The National Institute of Standards and Technology (NIST) wants more information on how it can develop agentic artificial intelligence (AI) guidelines and evaluation methods to address exploitation threats.
NIST’s Center for AI Standards and Innovation (CAISI) said in a request for information (RFI) that as it builds agentic AI evaluation and assessment measurements, methods, guidelines, and best practices, it wants to know how industry improves and measures the security of agentic AI systems.
“AI agent systems are capable of taking autonomous actions that impact real-world systems or environments, and may be susceptible to hijacking, backdoor attacks, and other exploits,” CAISI said. “If left unchecked, these security risks may impact public safety, undermine consumer confidence, and curb adoption of the latest AI innovations.”
The center said it is also interested in how it can develop security methods to address “the risk that the behavior of uncompromised models may nonetheless pose a threat to confidentiality, availability, or integrity,” including models that may “pursue misaligned objectives.”
The RFI asks respondents to “provide concrete examples, best practices, case studies, and actionable recommendations based on their experience developing and deploying AI agent systems and managing and anticipating their attendant risks.”

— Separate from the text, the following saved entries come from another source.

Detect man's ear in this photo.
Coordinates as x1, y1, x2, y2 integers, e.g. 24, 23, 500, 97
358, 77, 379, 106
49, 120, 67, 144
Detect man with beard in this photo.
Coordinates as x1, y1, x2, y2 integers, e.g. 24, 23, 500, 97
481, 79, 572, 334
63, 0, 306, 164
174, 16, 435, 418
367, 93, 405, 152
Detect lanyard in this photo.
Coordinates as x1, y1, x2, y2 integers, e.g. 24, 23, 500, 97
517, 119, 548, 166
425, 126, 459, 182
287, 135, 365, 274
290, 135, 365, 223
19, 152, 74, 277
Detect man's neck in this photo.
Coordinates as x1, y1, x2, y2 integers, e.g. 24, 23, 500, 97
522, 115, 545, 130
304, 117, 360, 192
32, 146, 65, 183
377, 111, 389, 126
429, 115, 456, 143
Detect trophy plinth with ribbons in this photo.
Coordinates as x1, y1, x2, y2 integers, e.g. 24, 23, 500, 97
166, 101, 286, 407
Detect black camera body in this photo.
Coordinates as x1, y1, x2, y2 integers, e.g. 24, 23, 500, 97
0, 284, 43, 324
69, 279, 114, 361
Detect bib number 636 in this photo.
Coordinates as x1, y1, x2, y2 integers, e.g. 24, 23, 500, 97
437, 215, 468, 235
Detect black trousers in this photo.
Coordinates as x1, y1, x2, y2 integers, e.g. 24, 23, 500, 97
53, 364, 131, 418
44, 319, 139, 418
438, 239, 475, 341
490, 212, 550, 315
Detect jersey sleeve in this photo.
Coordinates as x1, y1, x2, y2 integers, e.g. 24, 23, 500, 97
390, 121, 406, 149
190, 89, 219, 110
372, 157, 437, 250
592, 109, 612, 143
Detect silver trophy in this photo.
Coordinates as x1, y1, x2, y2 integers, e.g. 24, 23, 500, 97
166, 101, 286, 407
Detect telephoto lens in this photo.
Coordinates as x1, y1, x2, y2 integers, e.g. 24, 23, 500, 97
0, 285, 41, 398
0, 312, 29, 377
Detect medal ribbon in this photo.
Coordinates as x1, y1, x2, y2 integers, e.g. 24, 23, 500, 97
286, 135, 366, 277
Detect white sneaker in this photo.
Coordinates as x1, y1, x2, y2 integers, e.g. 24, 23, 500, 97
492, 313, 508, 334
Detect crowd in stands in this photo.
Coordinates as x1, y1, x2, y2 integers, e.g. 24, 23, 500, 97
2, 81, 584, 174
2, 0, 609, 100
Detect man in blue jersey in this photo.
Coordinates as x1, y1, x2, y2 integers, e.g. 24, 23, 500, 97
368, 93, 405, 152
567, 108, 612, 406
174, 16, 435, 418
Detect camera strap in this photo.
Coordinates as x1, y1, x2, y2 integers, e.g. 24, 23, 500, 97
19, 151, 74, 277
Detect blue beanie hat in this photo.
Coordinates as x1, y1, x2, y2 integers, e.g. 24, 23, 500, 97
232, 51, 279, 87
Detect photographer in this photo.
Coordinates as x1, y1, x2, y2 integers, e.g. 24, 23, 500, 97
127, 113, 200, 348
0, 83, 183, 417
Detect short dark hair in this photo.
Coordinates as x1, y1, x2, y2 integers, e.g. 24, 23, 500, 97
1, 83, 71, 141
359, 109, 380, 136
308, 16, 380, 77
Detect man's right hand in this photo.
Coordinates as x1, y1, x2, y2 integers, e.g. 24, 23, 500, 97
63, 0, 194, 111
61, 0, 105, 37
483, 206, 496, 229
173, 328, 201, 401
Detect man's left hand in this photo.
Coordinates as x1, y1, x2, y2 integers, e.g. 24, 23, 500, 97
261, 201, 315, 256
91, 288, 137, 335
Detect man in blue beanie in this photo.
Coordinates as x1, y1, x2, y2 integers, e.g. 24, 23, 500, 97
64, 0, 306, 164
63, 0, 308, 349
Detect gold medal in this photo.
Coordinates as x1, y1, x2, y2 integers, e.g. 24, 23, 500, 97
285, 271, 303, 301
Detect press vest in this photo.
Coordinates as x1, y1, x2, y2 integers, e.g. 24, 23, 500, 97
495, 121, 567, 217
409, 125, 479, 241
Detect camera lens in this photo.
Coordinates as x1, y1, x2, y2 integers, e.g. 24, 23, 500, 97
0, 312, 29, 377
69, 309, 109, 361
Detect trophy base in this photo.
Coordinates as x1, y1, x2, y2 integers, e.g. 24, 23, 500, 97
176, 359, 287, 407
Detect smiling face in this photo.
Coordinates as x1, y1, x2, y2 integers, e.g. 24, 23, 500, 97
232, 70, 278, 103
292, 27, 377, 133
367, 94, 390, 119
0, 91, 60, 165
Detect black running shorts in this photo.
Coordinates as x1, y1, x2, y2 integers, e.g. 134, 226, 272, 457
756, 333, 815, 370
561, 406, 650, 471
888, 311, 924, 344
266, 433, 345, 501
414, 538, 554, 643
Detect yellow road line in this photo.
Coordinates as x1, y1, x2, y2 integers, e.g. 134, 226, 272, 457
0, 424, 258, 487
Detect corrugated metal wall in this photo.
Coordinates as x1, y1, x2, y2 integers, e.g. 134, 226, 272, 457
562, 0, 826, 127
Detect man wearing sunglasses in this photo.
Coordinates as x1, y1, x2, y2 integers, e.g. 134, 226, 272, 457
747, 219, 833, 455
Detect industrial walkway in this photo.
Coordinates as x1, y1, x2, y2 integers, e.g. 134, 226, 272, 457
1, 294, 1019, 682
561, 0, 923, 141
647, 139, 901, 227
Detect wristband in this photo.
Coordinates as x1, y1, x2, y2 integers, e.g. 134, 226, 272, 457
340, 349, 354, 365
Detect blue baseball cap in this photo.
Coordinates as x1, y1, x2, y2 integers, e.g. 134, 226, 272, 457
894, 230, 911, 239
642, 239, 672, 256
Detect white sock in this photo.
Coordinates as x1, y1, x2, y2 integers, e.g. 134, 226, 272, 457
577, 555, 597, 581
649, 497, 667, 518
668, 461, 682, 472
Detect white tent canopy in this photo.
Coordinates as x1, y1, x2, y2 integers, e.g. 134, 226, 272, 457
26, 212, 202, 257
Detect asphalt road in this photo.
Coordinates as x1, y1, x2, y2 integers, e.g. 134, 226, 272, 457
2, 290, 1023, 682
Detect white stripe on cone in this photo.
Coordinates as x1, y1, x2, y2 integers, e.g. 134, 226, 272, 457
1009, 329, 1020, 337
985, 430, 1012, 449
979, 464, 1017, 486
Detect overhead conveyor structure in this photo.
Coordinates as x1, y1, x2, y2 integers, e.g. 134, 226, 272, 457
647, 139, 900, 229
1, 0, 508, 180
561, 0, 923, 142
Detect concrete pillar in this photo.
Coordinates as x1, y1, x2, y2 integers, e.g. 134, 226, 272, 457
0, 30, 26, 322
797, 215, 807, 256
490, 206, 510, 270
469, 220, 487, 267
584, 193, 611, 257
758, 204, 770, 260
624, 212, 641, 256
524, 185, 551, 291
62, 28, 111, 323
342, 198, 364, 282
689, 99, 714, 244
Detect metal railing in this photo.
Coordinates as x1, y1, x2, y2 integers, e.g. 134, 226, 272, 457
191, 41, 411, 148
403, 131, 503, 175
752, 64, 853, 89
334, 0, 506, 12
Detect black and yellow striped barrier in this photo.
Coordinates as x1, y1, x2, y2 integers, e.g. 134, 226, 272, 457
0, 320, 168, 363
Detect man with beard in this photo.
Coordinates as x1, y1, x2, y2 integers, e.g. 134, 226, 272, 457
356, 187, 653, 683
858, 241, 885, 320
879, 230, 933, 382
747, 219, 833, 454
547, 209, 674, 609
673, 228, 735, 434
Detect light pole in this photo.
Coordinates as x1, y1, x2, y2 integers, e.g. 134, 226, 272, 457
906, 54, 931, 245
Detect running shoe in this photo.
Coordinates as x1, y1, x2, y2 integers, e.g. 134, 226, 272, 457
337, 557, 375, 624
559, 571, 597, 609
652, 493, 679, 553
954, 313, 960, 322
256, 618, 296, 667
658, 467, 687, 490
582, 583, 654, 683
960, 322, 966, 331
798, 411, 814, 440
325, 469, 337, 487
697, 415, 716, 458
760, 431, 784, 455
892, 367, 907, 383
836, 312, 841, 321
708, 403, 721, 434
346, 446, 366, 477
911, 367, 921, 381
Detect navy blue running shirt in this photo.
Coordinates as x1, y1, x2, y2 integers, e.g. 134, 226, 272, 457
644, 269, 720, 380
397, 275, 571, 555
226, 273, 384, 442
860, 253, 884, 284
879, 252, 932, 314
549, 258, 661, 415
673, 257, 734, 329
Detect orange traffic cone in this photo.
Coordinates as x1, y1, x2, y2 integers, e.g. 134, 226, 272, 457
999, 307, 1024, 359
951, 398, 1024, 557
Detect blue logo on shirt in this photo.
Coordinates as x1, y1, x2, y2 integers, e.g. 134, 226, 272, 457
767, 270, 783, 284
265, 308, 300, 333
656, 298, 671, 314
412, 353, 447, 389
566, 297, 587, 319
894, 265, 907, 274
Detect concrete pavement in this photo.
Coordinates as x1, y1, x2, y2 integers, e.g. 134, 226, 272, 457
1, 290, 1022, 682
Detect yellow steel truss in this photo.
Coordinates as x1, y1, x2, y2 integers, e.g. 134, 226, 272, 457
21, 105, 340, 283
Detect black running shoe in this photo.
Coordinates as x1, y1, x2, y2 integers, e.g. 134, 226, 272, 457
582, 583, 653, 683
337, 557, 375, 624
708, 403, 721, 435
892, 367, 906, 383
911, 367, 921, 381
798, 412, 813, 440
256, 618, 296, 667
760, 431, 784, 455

The RFI is part of a recent push by the Trump administration to shift NIST’s work on AI from existential risk evaluations to developing AI security best practices and measurement systems to evaluate AI.

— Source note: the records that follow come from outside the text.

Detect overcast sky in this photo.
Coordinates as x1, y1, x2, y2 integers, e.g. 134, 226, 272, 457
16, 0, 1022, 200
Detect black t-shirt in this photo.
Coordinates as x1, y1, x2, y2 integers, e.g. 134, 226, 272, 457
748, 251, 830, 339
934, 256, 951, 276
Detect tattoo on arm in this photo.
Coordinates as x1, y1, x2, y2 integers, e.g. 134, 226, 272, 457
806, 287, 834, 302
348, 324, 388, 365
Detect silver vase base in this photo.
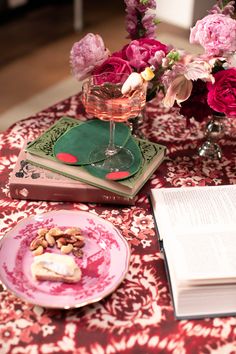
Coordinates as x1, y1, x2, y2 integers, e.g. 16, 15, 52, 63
128, 116, 145, 139
198, 141, 222, 160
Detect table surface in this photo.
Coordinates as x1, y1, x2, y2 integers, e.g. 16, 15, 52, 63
0, 94, 236, 354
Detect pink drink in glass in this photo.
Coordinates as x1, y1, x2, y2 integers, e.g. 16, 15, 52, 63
81, 73, 147, 173
82, 81, 146, 122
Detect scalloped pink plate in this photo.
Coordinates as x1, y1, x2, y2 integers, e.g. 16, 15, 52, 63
0, 210, 130, 309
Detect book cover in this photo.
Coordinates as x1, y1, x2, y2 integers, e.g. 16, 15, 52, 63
26, 116, 166, 198
9, 146, 136, 205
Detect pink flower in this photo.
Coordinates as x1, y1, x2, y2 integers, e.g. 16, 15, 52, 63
92, 57, 133, 84
163, 74, 193, 108
162, 60, 214, 108
70, 33, 109, 80
227, 53, 236, 68
190, 14, 236, 56
207, 68, 236, 118
120, 38, 168, 71
184, 60, 214, 82
162, 64, 185, 88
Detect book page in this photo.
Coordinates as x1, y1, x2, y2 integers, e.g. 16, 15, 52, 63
151, 185, 236, 238
150, 185, 236, 282
164, 229, 236, 283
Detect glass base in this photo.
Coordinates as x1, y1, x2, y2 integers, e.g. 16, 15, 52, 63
90, 145, 134, 172
198, 141, 222, 160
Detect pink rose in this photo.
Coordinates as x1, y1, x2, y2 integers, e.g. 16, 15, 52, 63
70, 33, 109, 80
207, 68, 236, 118
115, 38, 168, 72
190, 14, 236, 56
92, 57, 132, 84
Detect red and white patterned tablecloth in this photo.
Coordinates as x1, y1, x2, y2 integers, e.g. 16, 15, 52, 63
0, 94, 236, 354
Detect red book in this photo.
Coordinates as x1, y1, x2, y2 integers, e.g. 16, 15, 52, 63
9, 146, 135, 205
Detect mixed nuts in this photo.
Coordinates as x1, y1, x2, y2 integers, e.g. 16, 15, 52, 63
30, 227, 85, 257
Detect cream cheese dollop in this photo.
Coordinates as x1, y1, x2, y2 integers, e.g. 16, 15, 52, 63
33, 252, 77, 276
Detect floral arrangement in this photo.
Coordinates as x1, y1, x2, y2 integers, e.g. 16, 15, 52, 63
162, 0, 236, 123
70, 0, 170, 101
70, 0, 236, 123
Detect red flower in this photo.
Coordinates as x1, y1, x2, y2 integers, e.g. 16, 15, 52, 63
179, 80, 213, 123
92, 57, 132, 84
207, 68, 236, 118
114, 38, 168, 72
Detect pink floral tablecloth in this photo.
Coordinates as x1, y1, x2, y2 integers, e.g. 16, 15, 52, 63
0, 94, 236, 354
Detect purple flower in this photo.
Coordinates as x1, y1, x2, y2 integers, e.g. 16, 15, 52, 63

In July, White House Office of Science and Technology Policy Director Michael Kratsios said that NIST should shift its focus from risk evaluations to developing AI standards and measurements in order to become a “gold standard” agency. NIST would look at standardizing evaluations later on, he said.
Also last summer, the U.S. Artificial Intelligence Safety Institute underwent a rebrand, with the Trump administration renaming it as CAISI to reflect an emphasis on AI innovation and security, according to officials.
CAISI’s RFI questions asked respondents to identify the biggest security risks unique to AI agents, what defenses actually work, and requested explanations on how to test, monitor, and constrain these systems in the real world.
The RFI specifically mentioned patching, least-privilege deployments, rollback mechanisms, and what standards, disclosures, research, and policy coordination are needed to make agentic AI safer to deploy at scale.
All information provided, however, should only address agentic AI capable of taking actions that create “persistent changes outside of the AI agent system itself,” CAISI noted.
“Unless contextualized to impact the security of agent systems directly, this RFI does not seek general information on generative AI security, insights on practices for AI chatbots or retrieval-augmented generation systems that are not orchestrated to act autonomously, or feedback on the misuse of AI agent systems to carry out cyberattacks,” CAISI explained.
Responses to the RFI are due March 9.